Le Spatialisateur ("Spat" pour les intimes), logiciel
développé depuis le début des années 90
sous la houlette de Jean-Marc Jot et Olivier Warusfel, en
collaboration avec France Télécom et Espaces Nouveaux,
est d'une utilisation très souple. L'idée consiste
à pouvoir reconstruire une scène sonore en manipulant
à la fois la localisation et l'effet de salle tout en
s'appuyant essentiellement sur des critères moins abstraits :
"plus près", "plus d'ambiance", "plus d'enveloppement", "le
violon joue dos tourné"... Autrement dit, beaucoup plus
instinctif, compréhensible et gratifiant pour un musicien
qu'une approche physique où l'on définit un espace
virtuel dans lequel on place des haut-parleurs ou des sources et qui
se prête assez mal aux tâtonnements... En
parallèle, un travail de fond a été mené
sur la décomposition de champs réverbérés
en plusieurs phases (réflexions précoces, champs
intermédiaires, réflexions tardives)
gérées dictinctement. Objet de brevets, cette
innovation débouche sur des recréations très
réalistes impossibles à obtenir avec des effets
hardware traditionnels.
En pratique
Spat offre plusieurs niveaux d'interface : on peut accéder au
cur des paramètres de bas niveau de l'effet de salle,
dans la fenêtre Room, où l'on retrouve un peu les
commandes traditionnelles d'une réverbération
artificielle : équilibre son original/son
réverbéré (curseur Direct), par exemple, qu'on
utilise pour donner une impression de distance, de profondeur dans un
mix.
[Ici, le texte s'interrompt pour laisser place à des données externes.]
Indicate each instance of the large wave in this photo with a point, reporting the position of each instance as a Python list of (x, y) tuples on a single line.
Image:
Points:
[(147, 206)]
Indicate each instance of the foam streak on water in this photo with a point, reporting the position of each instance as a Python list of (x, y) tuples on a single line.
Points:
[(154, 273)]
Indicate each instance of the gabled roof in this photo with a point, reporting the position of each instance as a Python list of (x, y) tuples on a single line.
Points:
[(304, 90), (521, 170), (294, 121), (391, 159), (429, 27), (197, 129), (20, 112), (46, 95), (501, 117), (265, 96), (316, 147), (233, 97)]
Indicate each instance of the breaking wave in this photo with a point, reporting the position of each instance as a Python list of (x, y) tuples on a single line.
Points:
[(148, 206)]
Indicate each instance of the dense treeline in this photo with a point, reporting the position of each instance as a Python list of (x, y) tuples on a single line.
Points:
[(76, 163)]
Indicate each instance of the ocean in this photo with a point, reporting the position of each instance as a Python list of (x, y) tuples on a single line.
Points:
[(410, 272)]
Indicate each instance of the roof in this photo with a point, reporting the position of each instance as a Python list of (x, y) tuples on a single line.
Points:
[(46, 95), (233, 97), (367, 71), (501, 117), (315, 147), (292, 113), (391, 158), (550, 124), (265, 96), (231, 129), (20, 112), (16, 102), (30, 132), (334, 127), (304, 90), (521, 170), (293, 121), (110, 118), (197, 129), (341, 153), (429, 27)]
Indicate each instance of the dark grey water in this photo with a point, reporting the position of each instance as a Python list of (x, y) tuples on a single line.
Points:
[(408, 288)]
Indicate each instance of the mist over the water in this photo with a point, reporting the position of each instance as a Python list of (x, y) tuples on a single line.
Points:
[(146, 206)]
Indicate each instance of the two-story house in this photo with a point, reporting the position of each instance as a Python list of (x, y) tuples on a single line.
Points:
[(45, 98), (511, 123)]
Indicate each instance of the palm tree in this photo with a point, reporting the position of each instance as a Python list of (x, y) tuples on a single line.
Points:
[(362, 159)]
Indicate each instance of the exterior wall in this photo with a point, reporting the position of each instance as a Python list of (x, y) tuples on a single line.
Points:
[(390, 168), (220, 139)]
La principale fenêtre d'exploitation (SpaT_Oper) dispose
de curseurs aux intitulés compréhensibles par tous, qui
commandent eux-mêmes simultanément des combinaisons de
paramètres de "bas niveau". Ainsi, les paramètres
Source Presence et Room Presence sont bien évidemment
liés à la notion de "distance" évoquée
précédemment, mais un cran plus loin : le son
présent garde une certaine vie (quelques réflexions
précoces maintenues), et à l'inverse un son
éloigné continue d'évoluer là où
avec une réverbe traditionnelle on aurait un flou perçu
de manière identique sur le tiers inférieur de la
course du curseur Direct. La décomposition des
différentes phases du champ réverbéré
selon Spat prouve ainsi sa validité.
Une interface de niveau supérieur permet de promener les
sources sonores dans un cercle, en tenant compte de l'effet de
directivité des dites source (locuteur qui tourne le dos, par
exemple), ou de leur directivité (ce qui augmente l'effet de
salle).
Cela dit, pour un compositeur, ce qui est intéressant n'est
pas tant "figer" une scène sonore que de pouvoir se
déplacer dans cet espace : aller vers la basse, la batterie,
le violon... Au niveau de l'interactivité, Spat est fort bien
lotti : l'ensemble de ses paramètres &emdash; tout ce qu'on
fait à l'écran avec la souris en temps réel,
autrement dit &emdash;, peut être piloté en Midi et donc
enregistré sur le séquenceur de son choix... Rien de
plus direct et facile pour un compositeur !
Restitution à la carte
Autre aspect primordial du Spatializer : il sépare le
côté "recréation" de l'aspect "restitution".
Autrement dit, tout ce qu'élabore le compositeur l'est dans un
format "indéfini", le résultat pouvant être
encodé à volonté en stéréo,
transaural, binaural, Dolby Stereo, 2, 4, 6, 8 ou 12 haut-parleurs
sans rien devoir modifier. Le logiciel qui se débrouillera
selon les critères perceptifs demandés, pour restituer
le plus précisément possible les spatialisations sur le
système mis à sa disposition.
Olivier Warusfel nous a fait faire le tour du propriétaire
d'une configuration "restreinte" du Spatialisateur : un Mac G3 300
MHz, une carte audio Korg 1212, deux enceintes coaxiales Tannoy PBM8.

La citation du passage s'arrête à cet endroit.